La grande différence entre ce gouvernement et les gouvernements grecs précédents est double : Nous sommes déterminés à entrer en conflit avec des intérêts particuliers puissants afin de redémarrer la Grèce et gagner la confiance de nos partenaires. Nous sommes également déterminés à ne pas être traités comme une colonie de la dette qui devrait souffrir sans limites. Le principe de toujours plus d’austérité pour une économie aussi déprimée serait pittoresque si il n’avait pas causé déjà tant de souffrances inutiles.
On me demande souvent : Et si la seule façon pour vous d’obtenir un financement est de franchir les lignes rouges et d’accepter les mesures que vous considérez comme une partie du problème, plutôt que de sa solution ? Fidèle au principe que je n’ai pas le droit de bluffer, ma réponse est : Les lignes que nous avons présentées en rouge ne seront pas franchies. Sinon, ce ne seraient pas vraiment des lignes rouges, mais simplement un bluff.
Mais que faire si cela apporte beaucoup de douleur à votre peuple, me demande- t-on ?. Certes, vous devez bluffez.
Le problème avec cet argument est qu’il suppose, conformément à la théorie des jeux, que nous vivons dans un enchaînement obligatoire de conséquences. Qu’il n’y a pas de circonstances où nous devons faire ce qui est juste, non pas comme une stratégie, mais simplement parce que c’est….juste !

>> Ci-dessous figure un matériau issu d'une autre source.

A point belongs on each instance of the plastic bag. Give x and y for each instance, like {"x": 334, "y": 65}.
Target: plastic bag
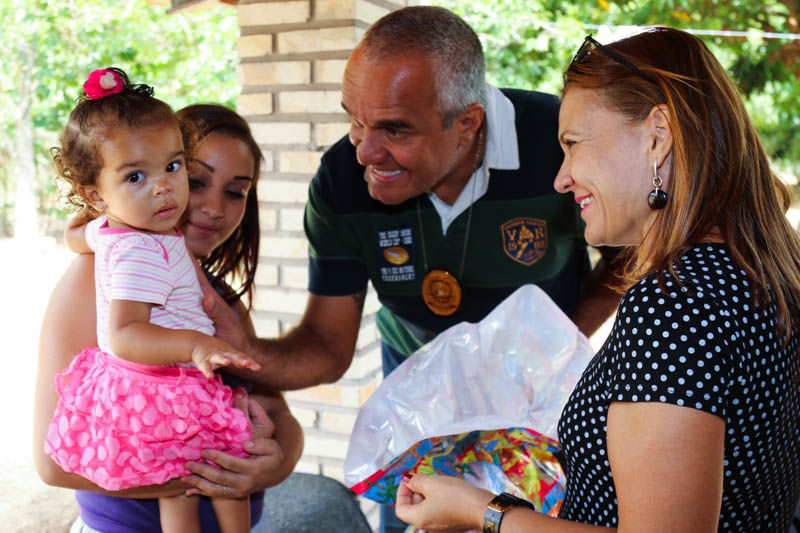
{"x": 481, "y": 401}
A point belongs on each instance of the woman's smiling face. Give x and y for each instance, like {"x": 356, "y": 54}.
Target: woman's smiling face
{"x": 606, "y": 168}
{"x": 220, "y": 176}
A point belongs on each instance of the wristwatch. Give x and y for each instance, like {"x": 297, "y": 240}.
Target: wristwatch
{"x": 498, "y": 506}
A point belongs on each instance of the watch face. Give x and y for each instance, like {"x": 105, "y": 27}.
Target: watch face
{"x": 504, "y": 501}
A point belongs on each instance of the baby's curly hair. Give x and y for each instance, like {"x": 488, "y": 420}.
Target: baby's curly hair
{"x": 78, "y": 160}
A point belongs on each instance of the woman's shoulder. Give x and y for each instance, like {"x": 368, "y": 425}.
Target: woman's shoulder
{"x": 705, "y": 272}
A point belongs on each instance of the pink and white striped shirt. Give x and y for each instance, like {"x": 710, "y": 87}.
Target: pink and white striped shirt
{"x": 145, "y": 267}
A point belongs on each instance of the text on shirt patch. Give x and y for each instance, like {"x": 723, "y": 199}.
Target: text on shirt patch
{"x": 525, "y": 239}
{"x": 396, "y": 255}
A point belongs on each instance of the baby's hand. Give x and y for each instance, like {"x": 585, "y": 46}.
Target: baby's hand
{"x": 211, "y": 353}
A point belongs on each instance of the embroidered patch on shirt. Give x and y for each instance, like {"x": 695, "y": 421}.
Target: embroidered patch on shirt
{"x": 396, "y": 255}
{"x": 525, "y": 239}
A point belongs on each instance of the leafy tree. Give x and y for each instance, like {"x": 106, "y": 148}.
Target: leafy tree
{"x": 50, "y": 46}
{"x": 528, "y": 43}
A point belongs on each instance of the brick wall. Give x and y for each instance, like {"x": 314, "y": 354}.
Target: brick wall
{"x": 292, "y": 57}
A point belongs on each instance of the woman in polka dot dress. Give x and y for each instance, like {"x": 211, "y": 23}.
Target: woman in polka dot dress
{"x": 688, "y": 418}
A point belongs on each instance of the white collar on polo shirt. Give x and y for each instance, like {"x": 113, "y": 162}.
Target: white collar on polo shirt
{"x": 501, "y": 153}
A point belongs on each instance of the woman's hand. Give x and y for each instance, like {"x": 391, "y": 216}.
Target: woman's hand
{"x": 441, "y": 503}
{"x": 240, "y": 476}
{"x": 227, "y": 326}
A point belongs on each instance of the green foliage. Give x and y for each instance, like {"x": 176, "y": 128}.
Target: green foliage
{"x": 186, "y": 57}
{"x": 528, "y": 43}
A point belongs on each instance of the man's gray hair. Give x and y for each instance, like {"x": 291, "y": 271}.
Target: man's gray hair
{"x": 443, "y": 37}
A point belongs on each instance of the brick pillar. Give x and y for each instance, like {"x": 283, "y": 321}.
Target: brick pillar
{"x": 292, "y": 57}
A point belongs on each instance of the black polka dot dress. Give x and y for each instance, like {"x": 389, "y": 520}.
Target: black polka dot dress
{"x": 708, "y": 347}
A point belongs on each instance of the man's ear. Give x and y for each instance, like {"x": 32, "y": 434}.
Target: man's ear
{"x": 470, "y": 121}
{"x": 92, "y": 196}
{"x": 659, "y": 133}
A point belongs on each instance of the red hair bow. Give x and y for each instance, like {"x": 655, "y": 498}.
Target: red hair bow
{"x": 101, "y": 83}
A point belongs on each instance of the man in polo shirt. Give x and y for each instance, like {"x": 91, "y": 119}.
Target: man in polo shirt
{"x": 442, "y": 196}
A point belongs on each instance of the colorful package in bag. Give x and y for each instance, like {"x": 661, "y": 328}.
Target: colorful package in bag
{"x": 481, "y": 401}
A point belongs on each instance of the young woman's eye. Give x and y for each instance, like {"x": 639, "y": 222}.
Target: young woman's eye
{"x": 236, "y": 195}
{"x": 134, "y": 177}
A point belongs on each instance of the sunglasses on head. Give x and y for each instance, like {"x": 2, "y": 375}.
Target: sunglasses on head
{"x": 590, "y": 42}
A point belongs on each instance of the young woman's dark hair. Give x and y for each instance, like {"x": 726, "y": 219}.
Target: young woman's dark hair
{"x": 237, "y": 257}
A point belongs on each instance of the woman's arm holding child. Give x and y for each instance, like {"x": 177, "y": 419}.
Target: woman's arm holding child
{"x": 75, "y": 234}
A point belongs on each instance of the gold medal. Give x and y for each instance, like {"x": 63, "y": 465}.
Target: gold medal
{"x": 441, "y": 292}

Contre un tel cynisme le nouveau gouvernement grec va innover. Nous allons renoncer, quelles que soient les conséquences, à des offres qui sont mauvaises pour la Grèce et mauvaises pour l’Europe. Le jeu « étendre et faire semblant » qui a commencé quand la dette publique de la Grèce est devenue impayable en 2010 va finir. Pas plus de prêts tant que nous n’avons pas un plan crédible pour la croissance de l’économie afin de rembourser ces prêts, aider la classe moyenne à se remettre sur ses pieds et résoudre la hideuse crise humanitaire. Finis les programmes de « réforme » qui ciblent les retraités pauvres et les pharmacies familiales tout en laissant la corruption à grande échelle intacte.

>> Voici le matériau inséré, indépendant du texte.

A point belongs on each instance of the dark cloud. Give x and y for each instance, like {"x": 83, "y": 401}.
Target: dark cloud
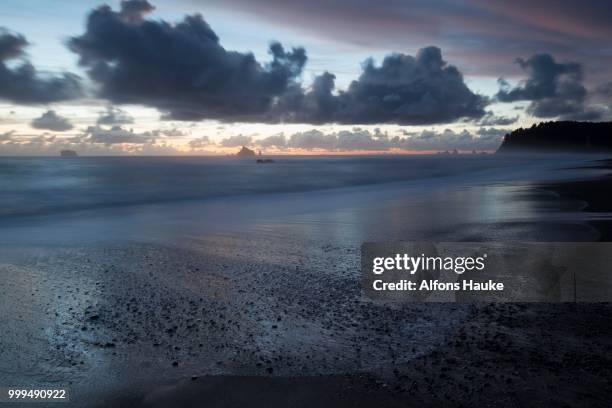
{"x": 555, "y": 89}
{"x": 22, "y": 83}
{"x": 182, "y": 69}
{"x": 235, "y": 141}
{"x": 481, "y": 34}
{"x": 52, "y": 121}
{"x": 114, "y": 116}
{"x": 404, "y": 89}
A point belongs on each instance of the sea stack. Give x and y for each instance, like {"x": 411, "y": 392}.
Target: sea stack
{"x": 560, "y": 137}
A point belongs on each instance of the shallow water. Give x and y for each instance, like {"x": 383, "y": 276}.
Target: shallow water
{"x": 150, "y": 244}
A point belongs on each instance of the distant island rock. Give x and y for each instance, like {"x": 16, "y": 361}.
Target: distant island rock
{"x": 245, "y": 152}
{"x": 68, "y": 153}
{"x": 559, "y": 137}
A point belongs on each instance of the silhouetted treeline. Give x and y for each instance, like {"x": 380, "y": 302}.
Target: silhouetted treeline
{"x": 560, "y": 137}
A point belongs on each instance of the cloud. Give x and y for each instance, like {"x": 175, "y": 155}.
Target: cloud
{"x": 52, "y": 121}
{"x": 182, "y": 69}
{"x": 23, "y": 84}
{"x": 312, "y": 140}
{"x": 376, "y": 141}
{"x": 481, "y": 34}
{"x": 554, "y": 89}
{"x": 114, "y": 116}
{"x": 134, "y": 60}
{"x": 490, "y": 119}
{"x": 200, "y": 143}
{"x": 235, "y": 141}
{"x": 118, "y": 135}
{"x": 423, "y": 89}
{"x": 279, "y": 141}
{"x": 7, "y": 136}
{"x": 448, "y": 139}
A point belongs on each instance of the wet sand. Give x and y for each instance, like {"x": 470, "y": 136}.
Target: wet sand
{"x": 271, "y": 313}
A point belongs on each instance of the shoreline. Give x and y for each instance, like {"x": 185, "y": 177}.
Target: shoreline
{"x": 594, "y": 192}
{"x": 130, "y": 321}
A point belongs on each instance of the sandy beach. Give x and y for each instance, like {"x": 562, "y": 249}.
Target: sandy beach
{"x": 258, "y": 303}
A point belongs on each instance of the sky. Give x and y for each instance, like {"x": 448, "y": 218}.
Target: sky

Notre gouvernement ne demande pas à nos partenaires le moyen de ne pas rembourser nos dettes. Nous demandons quelques mois de stabilité financière qui nous permettront d’engager les réformes que la population grecque peut largement faire sienne et soutenir, afin que nous puissions ramener la croissance et la fin de notre incapacité à payer ce que nous devons.
On peut penser que ce refus de rentrer dans la théorie des jeux est motivé par un point de vue propre à la gauche radicale. Pas du tout. La principale référence ici est Emmanuel Kant, le philosophe allemand qui nous a enseigné que la raison et la liberté nous permettent d’échapper à l’empire de l’opportunisme en faisant ce qui est juste.
Comment savons-nous que notre modeste agenda politique, qui constitue notre ligne rouge, est juste dans les termes de Kant ? Nous le savons en regardant en face la faim dans les rues de nos villes ou notre classe moyenne qui n’en peut plus, ou en prenant en compte les intérêts des personnes qui travaillent dur dans chaque village et ville européenne au sein de notre union monétaire. Après tout, l’Europe ne retrouvera son âme que si elle regagne la confiance du peuple en mettant ses intérêts au centre de son action.